Certainly, it can be perfectly true that both West and Dyson are spending more time on television than in the classroom. But there is also a substantive difference between each man's choice of extracurricular activities. While West spends a large portion of his time in handcuffs on the front lines of protests, Dyson pays visit after visit to the White House.
Dyson is extremely sensitive about his lack of involvement with actual activism. In his interview with Ebony, he offers a rationalization:
You know when sometimes people ask me, "How come you wasn't at the protest?" Because I was writing about it, I was trying to shape people's understanding of it. I don't have to match arrest records. I have been arrested multiple times... I have been to jail with Rev. James Forbes here in this city over Amadou Diallo ... When people ask, "What are you doing?" I'm writing. Well, "What you doin' for the movement?" I write. I don't apologize for that.
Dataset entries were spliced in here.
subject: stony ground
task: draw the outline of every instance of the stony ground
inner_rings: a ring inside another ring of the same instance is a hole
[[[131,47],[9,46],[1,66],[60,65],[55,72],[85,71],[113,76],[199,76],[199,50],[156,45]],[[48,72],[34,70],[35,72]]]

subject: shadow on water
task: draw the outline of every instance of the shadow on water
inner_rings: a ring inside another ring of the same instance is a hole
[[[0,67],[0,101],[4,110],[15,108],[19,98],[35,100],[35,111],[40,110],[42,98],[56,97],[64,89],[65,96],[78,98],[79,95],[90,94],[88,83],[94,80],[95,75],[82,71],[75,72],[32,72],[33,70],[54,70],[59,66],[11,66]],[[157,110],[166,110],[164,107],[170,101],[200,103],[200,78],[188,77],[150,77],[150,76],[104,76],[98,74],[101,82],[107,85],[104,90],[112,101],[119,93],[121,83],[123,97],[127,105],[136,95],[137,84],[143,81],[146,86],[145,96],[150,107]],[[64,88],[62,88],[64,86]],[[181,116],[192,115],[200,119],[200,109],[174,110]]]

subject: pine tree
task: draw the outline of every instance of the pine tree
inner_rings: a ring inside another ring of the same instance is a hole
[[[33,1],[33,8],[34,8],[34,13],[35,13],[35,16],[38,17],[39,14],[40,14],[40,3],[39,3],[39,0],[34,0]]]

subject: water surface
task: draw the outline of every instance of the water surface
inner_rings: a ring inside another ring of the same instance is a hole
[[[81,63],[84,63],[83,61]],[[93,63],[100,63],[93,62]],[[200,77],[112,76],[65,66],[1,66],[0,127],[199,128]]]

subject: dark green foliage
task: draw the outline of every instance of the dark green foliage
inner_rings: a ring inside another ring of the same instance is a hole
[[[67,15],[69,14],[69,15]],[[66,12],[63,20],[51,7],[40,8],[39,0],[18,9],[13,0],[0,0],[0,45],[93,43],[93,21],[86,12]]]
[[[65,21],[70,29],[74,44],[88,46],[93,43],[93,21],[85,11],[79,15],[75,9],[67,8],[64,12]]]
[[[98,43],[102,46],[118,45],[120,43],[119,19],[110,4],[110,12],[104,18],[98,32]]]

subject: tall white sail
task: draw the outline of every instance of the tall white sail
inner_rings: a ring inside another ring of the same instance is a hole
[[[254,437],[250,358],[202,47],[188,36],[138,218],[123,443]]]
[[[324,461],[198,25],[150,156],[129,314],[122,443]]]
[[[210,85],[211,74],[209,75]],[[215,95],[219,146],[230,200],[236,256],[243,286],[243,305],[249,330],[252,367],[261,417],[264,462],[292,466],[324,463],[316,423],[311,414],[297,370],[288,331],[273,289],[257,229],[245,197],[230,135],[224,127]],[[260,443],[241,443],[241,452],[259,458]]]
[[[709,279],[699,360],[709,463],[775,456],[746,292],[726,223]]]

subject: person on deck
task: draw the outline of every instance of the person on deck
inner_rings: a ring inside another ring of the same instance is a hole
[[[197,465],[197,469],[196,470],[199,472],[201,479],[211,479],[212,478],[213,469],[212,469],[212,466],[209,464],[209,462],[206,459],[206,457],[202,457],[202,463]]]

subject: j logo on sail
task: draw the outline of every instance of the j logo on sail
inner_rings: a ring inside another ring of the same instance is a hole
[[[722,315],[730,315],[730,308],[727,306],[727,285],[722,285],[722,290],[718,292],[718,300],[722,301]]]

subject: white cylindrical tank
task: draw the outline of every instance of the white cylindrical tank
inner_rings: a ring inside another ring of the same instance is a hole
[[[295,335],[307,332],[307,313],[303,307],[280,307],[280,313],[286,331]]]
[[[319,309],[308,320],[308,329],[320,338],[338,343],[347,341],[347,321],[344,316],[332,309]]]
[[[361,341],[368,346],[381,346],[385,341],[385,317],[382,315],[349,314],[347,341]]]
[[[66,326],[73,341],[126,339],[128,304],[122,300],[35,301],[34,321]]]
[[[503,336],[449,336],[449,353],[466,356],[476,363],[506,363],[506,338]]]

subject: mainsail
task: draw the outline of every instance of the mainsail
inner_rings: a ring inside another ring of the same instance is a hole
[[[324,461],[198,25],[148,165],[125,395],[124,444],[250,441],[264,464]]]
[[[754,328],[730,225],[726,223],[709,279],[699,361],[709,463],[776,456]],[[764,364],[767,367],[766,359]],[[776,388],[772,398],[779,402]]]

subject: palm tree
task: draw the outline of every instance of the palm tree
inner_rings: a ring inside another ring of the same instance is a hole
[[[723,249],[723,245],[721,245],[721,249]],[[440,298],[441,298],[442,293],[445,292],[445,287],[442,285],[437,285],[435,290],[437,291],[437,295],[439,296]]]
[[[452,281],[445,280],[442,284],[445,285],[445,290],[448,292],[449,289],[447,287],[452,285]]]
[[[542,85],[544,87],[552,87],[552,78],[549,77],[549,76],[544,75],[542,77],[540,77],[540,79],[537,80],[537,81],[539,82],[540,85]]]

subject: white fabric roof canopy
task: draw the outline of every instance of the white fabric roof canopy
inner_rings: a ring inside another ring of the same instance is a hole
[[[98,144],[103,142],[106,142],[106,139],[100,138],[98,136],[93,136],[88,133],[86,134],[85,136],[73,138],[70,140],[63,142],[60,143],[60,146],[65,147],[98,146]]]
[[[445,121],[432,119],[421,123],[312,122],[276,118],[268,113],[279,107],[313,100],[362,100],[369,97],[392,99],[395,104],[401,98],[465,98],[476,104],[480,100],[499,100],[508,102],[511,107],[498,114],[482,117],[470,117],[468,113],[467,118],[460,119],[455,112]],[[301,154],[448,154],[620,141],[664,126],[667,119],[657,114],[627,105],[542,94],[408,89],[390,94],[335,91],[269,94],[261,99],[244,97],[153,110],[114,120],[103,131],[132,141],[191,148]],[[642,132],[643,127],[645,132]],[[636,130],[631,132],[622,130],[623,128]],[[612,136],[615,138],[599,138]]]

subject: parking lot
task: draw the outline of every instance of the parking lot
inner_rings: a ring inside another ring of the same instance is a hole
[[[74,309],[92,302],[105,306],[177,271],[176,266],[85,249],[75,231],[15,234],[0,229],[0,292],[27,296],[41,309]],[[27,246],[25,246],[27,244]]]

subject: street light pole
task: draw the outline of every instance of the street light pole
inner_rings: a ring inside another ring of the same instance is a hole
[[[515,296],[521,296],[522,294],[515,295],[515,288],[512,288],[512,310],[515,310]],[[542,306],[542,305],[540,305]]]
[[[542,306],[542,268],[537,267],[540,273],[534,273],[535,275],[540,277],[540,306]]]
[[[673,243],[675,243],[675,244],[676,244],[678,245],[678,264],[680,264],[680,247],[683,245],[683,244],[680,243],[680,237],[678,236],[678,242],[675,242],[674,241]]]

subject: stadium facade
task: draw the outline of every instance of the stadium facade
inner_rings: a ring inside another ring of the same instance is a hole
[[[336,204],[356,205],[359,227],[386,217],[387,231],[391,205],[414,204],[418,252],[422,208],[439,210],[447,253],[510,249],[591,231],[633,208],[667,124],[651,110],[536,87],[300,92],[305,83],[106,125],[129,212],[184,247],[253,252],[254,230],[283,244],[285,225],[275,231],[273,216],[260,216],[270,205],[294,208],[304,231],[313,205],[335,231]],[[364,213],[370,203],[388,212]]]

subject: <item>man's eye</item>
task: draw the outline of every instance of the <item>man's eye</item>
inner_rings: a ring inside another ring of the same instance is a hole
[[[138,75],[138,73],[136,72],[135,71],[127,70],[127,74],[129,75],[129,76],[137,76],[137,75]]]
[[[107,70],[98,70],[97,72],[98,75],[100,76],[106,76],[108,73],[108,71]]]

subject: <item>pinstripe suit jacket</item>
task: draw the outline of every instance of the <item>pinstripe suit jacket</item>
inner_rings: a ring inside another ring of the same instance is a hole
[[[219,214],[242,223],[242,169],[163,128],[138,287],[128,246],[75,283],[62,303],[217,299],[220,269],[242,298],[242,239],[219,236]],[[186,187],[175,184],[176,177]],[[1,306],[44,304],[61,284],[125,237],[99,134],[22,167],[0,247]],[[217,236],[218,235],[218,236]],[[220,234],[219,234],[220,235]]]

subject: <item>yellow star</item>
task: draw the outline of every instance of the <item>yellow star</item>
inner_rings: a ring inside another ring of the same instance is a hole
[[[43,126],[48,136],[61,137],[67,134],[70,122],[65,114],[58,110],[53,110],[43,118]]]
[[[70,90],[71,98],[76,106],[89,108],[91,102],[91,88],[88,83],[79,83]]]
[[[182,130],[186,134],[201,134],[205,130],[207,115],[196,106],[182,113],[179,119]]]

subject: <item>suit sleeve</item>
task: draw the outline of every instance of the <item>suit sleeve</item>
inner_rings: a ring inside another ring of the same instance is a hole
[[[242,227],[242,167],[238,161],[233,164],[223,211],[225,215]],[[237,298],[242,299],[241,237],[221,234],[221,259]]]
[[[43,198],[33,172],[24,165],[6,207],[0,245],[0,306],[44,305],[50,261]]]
We might leave aside the fact that the Amadou Diallo shooting occurred in 1999, and the aforementioned scarcity of Dyson's actual writing. The real problem is Dyson's eagerness to scoff at West's activism while admitting he does little of his own. West has consistently been a friend to small progressive groups; just last week he helped get media coverage for the Harvard students trying to get the university to divest from fossil fuels, and he has been tireless in his street-level work from Occupy to Ferguson. Dyson insists that these efforts are just further attention-seeking and don't count, but one might wonder whether a student divestment protest is the first place one would go to seek celebrity. West has a genuine record, while Dyson has lately been prominently tweeting photos of himself at protests in order to disguise his serious lack of one. ("Me on the front line")
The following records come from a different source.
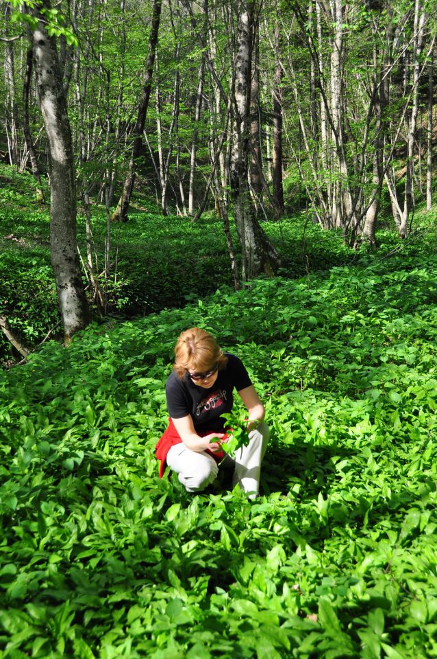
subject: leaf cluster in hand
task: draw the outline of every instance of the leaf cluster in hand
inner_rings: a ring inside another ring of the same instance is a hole
[[[435,253],[223,288],[0,371],[3,658],[434,656]],[[253,502],[158,478],[196,325],[266,404]]]
[[[243,411],[232,411],[221,416],[226,421],[225,430],[229,439],[221,446],[225,453],[234,456],[236,452],[249,442],[247,432],[247,419]]]

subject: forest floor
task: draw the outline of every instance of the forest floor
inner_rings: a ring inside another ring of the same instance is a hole
[[[31,284],[48,228],[39,210],[8,225],[13,207],[2,202],[2,259],[27,256],[4,273],[29,267]],[[116,227],[120,245],[137,236],[141,267],[161,227],[163,290],[177,247],[201,279],[176,280],[183,308],[94,323],[0,371],[1,659],[437,656],[437,241],[435,216],[417,218],[402,244],[381,232],[375,254],[312,225],[303,242],[305,218],[284,222],[302,270],[238,292],[218,243],[208,251],[212,218]],[[195,325],[242,359],[265,403],[253,502],[158,477],[173,347]]]
[[[0,312],[23,342],[36,347],[48,333],[51,338],[62,335],[50,264],[49,207],[36,203],[30,174],[18,174],[0,164]],[[140,210],[149,206],[147,200],[140,198],[130,221],[112,226],[111,272],[106,282],[109,317],[132,319],[180,308],[232,286],[221,221],[214,213],[205,213],[193,223],[188,218]],[[365,245],[350,250],[340,232],[323,231],[312,224],[305,211],[281,222],[264,222],[263,228],[284,258],[280,275],[296,279],[329,273],[332,267],[366,264],[397,251],[420,252],[427,242],[433,244],[436,240],[436,214],[417,213],[414,230],[403,243],[383,218],[376,253]],[[91,221],[95,270],[103,287],[106,233],[103,207],[92,206]],[[85,220],[80,205],[77,231],[81,255],[86,260]],[[234,227],[232,233],[237,245]],[[13,364],[18,356],[0,335],[0,365]]]

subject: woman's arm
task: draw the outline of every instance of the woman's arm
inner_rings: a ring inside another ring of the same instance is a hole
[[[191,451],[201,453],[207,448],[213,452],[222,450],[221,444],[223,437],[223,432],[210,432],[204,437],[199,437],[195,430],[192,418],[189,414],[182,419],[172,419],[172,421],[179,437]],[[216,437],[218,441],[210,443],[210,440],[214,437]]]
[[[249,413],[247,430],[250,432],[251,430],[256,428],[259,421],[262,421],[266,411],[253,384],[238,391],[238,395],[242,400]]]

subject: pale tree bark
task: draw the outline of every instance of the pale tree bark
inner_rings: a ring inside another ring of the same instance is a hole
[[[10,3],[5,3],[5,23],[10,20],[12,7]],[[15,93],[15,56],[14,41],[7,39],[5,41],[5,83],[6,95],[5,99],[5,128],[8,139],[9,160],[11,165],[18,165],[18,109]]]
[[[431,51],[428,64],[428,117],[427,136],[427,172],[426,172],[426,207],[431,210],[432,206],[432,129],[434,100],[434,53]]]
[[[29,38],[31,38],[30,32],[29,32]],[[29,102],[30,97],[30,87],[32,78],[32,71],[34,66],[34,54],[32,45],[29,43],[26,51],[26,69],[25,73],[24,84],[23,86],[23,131],[24,132],[26,146],[30,159],[30,164],[32,170],[32,174],[36,182],[36,200],[40,203],[44,202],[44,194],[41,186],[41,172],[40,171],[38,159],[34,146],[32,131],[30,130],[30,119],[29,115]]]
[[[204,3],[205,5],[205,3]],[[205,11],[205,9],[203,10]],[[199,67],[199,84],[196,95],[196,106],[195,108],[194,126],[192,129],[192,141],[191,143],[191,154],[190,158],[190,185],[188,189],[188,215],[194,215],[195,207],[195,175],[196,172],[196,154],[197,152],[197,135],[199,134],[199,122],[202,106],[202,94],[203,93],[203,76],[205,73],[205,58],[202,58]]]
[[[413,95],[411,108],[411,117],[408,126],[407,135],[407,171],[405,173],[405,197],[403,200],[403,213],[401,218],[401,224],[399,227],[399,235],[402,238],[407,236],[408,231],[408,219],[412,209],[414,205],[413,176],[414,167],[414,141],[417,128],[417,117],[419,114],[419,80],[421,71],[421,56],[423,43],[423,26],[425,25],[425,12],[421,8],[420,0],[414,3],[414,34],[415,38],[413,45]]]
[[[42,8],[50,10],[49,0]],[[47,34],[45,19],[37,9],[33,11],[38,21],[32,28],[35,69],[49,150],[51,262],[68,343],[90,321],[77,256],[71,131],[55,42]]]
[[[257,213],[262,194],[262,150],[261,146],[261,121],[260,108],[260,32],[258,27],[253,36],[253,56],[251,78],[250,139],[252,149],[250,156],[250,184],[253,204]]]
[[[273,275],[280,259],[255,216],[249,191],[247,161],[254,3],[242,3],[238,10],[230,183],[242,249],[242,277],[246,281],[262,272]]]
[[[165,163],[164,160],[164,151],[162,149],[162,124],[161,123],[161,101],[160,97],[160,85],[158,80],[156,80],[156,89],[155,92],[155,110],[156,113],[156,136],[158,138],[158,158],[159,162],[160,172],[160,187],[161,188],[161,211],[162,215],[168,215],[168,209],[167,207],[167,182],[165,176]]]
[[[121,196],[118,200],[116,208],[111,216],[112,220],[121,220],[125,222],[127,220],[127,212],[132,190],[134,189],[134,183],[135,182],[137,161],[141,148],[142,132],[150,99],[155,54],[156,52],[160,21],[161,19],[161,5],[162,0],[153,0],[152,5],[151,27],[149,37],[149,51],[146,60],[142,92],[138,106],[136,122],[134,127],[134,139],[130,162],[129,163],[129,171],[125,181]]]
[[[279,61],[279,27],[275,27],[275,80],[273,84],[273,146],[272,159],[272,178],[273,198],[277,218],[284,211],[284,188],[282,186],[282,76],[283,71]]]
There are countless other problems with Dyson's arguments against West, which have been carefully detailed by others. Dyson refuses to address the substance of West's political criticisms, instead insisting that his vehement tone automatically discredits them. Dyson distorts West's Race Matters in order to bizarrely paint West as some kind of conservative. He gives an elaborate theory of why it's acceptable for prophets to hobnob with the powerful, slighting Martin Luther King by pretending King himself was cozy with the White House (he definitely wasn't.) He calls West a misogynist, and insists that West's insults of Dyson mean he does not care about black lives ("West has been assaulting Black people now for six years... Did Michael Dyson's Black life matter?") He unfairly insists that West's exhortation to follow Jesus's example constitutes "comparing himself to Christ." There's been a lot of speculation about Dyson's motives for lashing out at West, but one doesn't need to psychoanalyze Dyson in order to dismiss his barrage of ill-reasoned, grasping vitriol.
But the most galling feature of the attack remains the sheer hypocrisy. That's not inherently discrediting; giving someone the tu quoque treatment doesn't do anything to their argument. It does, however, show them to be making it dishonestly. Dyson can't possibly actually have a problem with professors who favor the media spotlight over their scholarly endeavors, since no academic in America eats up more television time than Michael Eric Dyson. Or perhaps Dyson really does believe academics should devote themselves to their research, and perhaps he's right that Cornel West doesn't. But in that case, he has a bit of self-examination to do before he should go about deploying that particular line of criticism. If there is such a thing as egotistical pop-scholarship, or the figure of the media-hungry pundit-professor, Michael Eric Dyson is its epitome and apogee. For him to run down West for these same tendencies is to throw a very unwise stone from a very fragile glass house.